The two sutras translated in this chapbook were among the first to arrive in China in the first and second centuries and among the first to be translated. Compiled from other texts as Buddhist primers for an audience that was new to the Dharma, their emphasis is on the Buddha's teachings of suffering, emptiness, impermanence, and no self. Couched in the simplest of language, they have remained part of the daily liturgy in Buddhist temples throughout East Asia ever since. In addition to a preface, and footnotes where necessary, they are presented here in a bi-lingual edition.

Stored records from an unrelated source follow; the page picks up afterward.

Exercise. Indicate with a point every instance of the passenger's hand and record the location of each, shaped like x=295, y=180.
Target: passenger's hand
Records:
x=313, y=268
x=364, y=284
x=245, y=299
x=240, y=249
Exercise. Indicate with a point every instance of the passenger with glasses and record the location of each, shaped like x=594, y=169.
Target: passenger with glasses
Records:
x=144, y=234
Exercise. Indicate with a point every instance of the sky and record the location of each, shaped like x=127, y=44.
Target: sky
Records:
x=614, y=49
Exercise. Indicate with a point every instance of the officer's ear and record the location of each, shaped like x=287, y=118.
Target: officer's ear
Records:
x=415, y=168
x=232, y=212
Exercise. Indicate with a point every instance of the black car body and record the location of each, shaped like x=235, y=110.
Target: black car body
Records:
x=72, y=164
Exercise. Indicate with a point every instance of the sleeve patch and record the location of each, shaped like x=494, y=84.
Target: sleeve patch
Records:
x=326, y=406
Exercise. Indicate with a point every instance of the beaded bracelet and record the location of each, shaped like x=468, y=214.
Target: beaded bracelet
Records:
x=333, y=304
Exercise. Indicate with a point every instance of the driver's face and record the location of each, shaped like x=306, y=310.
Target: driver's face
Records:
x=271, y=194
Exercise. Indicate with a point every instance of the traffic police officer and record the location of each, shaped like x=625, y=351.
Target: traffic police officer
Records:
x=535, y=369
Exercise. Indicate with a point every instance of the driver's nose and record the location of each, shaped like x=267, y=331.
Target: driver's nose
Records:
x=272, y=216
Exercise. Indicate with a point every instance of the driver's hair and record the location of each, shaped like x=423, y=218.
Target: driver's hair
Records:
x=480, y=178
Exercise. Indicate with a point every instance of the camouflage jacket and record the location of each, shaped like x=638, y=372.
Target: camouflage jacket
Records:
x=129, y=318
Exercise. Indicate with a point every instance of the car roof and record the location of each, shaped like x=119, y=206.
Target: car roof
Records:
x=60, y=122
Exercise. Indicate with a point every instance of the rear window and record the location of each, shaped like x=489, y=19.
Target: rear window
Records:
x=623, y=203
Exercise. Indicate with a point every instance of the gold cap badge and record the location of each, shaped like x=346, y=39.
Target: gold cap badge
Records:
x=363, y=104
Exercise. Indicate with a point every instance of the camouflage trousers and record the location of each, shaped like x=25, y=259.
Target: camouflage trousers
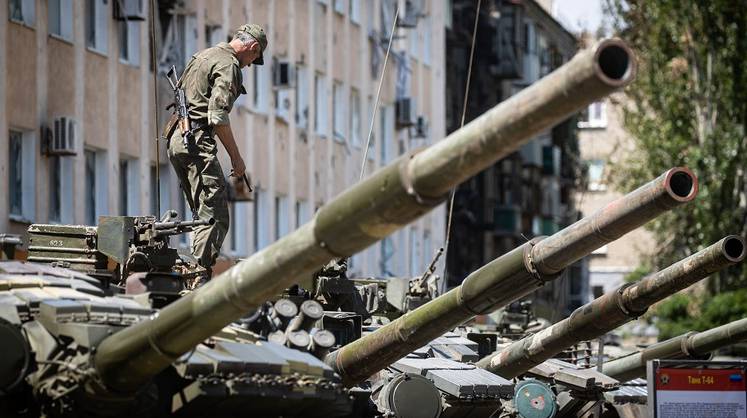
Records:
x=204, y=185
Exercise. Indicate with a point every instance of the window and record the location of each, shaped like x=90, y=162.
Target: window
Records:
x=184, y=240
x=237, y=244
x=387, y=130
x=282, y=217
x=595, y=116
x=186, y=37
x=387, y=255
x=427, y=248
x=163, y=180
x=320, y=94
x=338, y=111
x=96, y=190
x=214, y=35
x=261, y=218
x=355, y=11
x=16, y=173
x=22, y=11
x=97, y=25
x=261, y=83
x=22, y=176
x=61, y=19
x=371, y=140
x=355, y=118
x=596, y=176
x=129, y=42
x=282, y=104
x=129, y=187
x=413, y=41
x=61, y=189
x=303, y=212
x=302, y=97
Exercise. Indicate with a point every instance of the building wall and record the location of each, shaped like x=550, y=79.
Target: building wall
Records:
x=603, y=142
x=43, y=76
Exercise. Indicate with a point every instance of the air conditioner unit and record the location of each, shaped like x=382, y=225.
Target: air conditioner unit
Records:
x=60, y=139
x=129, y=10
x=282, y=74
x=421, y=127
x=404, y=112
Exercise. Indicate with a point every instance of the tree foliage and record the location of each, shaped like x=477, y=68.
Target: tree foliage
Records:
x=688, y=107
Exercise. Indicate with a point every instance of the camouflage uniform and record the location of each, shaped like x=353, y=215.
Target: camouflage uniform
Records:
x=212, y=81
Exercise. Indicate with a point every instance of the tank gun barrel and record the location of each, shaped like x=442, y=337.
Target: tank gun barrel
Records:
x=511, y=276
x=613, y=309
x=693, y=345
x=386, y=201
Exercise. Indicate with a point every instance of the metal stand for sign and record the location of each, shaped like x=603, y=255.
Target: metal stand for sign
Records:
x=701, y=388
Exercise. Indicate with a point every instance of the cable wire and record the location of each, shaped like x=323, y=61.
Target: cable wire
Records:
x=449, y=216
x=378, y=94
x=155, y=100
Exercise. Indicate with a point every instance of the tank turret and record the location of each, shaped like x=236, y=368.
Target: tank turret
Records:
x=613, y=309
x=386, y=201
x=511, y=276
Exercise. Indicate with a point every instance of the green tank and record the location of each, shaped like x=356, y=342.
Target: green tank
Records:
x=691, y=345
x=79, y=352
x=613, y=309
x=511, y=276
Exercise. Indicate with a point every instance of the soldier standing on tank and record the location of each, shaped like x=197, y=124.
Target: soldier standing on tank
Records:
x=212, y=81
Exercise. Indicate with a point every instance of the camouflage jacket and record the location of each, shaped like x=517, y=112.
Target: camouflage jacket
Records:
x=212, y=81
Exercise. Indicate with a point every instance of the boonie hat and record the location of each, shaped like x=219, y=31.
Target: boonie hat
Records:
x=256, y=32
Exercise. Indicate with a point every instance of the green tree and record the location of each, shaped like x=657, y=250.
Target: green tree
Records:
x=688, y=107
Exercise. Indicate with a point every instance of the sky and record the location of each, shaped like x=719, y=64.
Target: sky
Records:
x=577, y=15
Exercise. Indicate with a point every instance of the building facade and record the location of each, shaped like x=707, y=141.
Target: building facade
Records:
x=78, y=119
x=530, y=192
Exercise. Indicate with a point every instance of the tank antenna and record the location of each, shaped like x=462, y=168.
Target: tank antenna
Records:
x=155, y=102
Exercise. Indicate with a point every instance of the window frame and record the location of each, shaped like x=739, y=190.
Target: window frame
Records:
x=101, y=15
x=320, y=109
x=355, y=118
x=27, y=20
x=27, y=179
x=65, y=17
x=131, y=31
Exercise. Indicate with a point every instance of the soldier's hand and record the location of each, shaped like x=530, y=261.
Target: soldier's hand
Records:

The Missionary Sutras: The Forty-two Paragraph Sutra & Eight Realizations of a Mahasattva Sutra, Red Pine, Paperback, 60 pp, $9.00
Bill Porter, who translates under the name Red Pine, was born in Califoria and grew up in Northern Idaho. He recieved his graduate degree at Columbia University and studied with a faculty that included Margaret Mead and Ruth Benedict. He became interested in Buddhism, and in 1972 he left America and moved to a Buddhist monastery in Taiwan. During this time, he married a Chinese woman, with whom he has two children, and he began working on translations of Chinese poetry and Buddhist texts. In 1993, he returned to America so that his children could learn English. For the past twenty years, he has worked as an independent scholar and has supported himself from book royalties and lecture fees. During this time, he has lectured at many of the major universities in the US, England and Germany where he has lectured on Chinese history, culture, poetry, and religion. His translations of texts dealing with these subjects have been honored with a number of awards, including two NEA translation fellowships, a PEN translation award, the inaugural Asian Literature Award of the American Literary Translators Association, a Guggenheim Fellowship, which he received to support work on a book based on a pilgrimage to the graves and homes of China's greatest poets of the past, which was published under the title Finding Them Gone in January of 2016, and more recently in 2018 the Thornton Wilder Prize for Translation bestowed by the American Academy of Arts and Letters. His translations include WHY NOT PARADISE (Empty Bowl, 2019), STONEHOUSE'S POEMS FOR ZEN MONKS (Empty Bowl, 2019), CATHAY REVISITED (Empty Bowl, 2019), A DAY IN THE LIFE (Empty Bowl, 2018), P'U MING'S OXHERDING PICTURES AND VERSE (Empty Bowl, 2015), and more.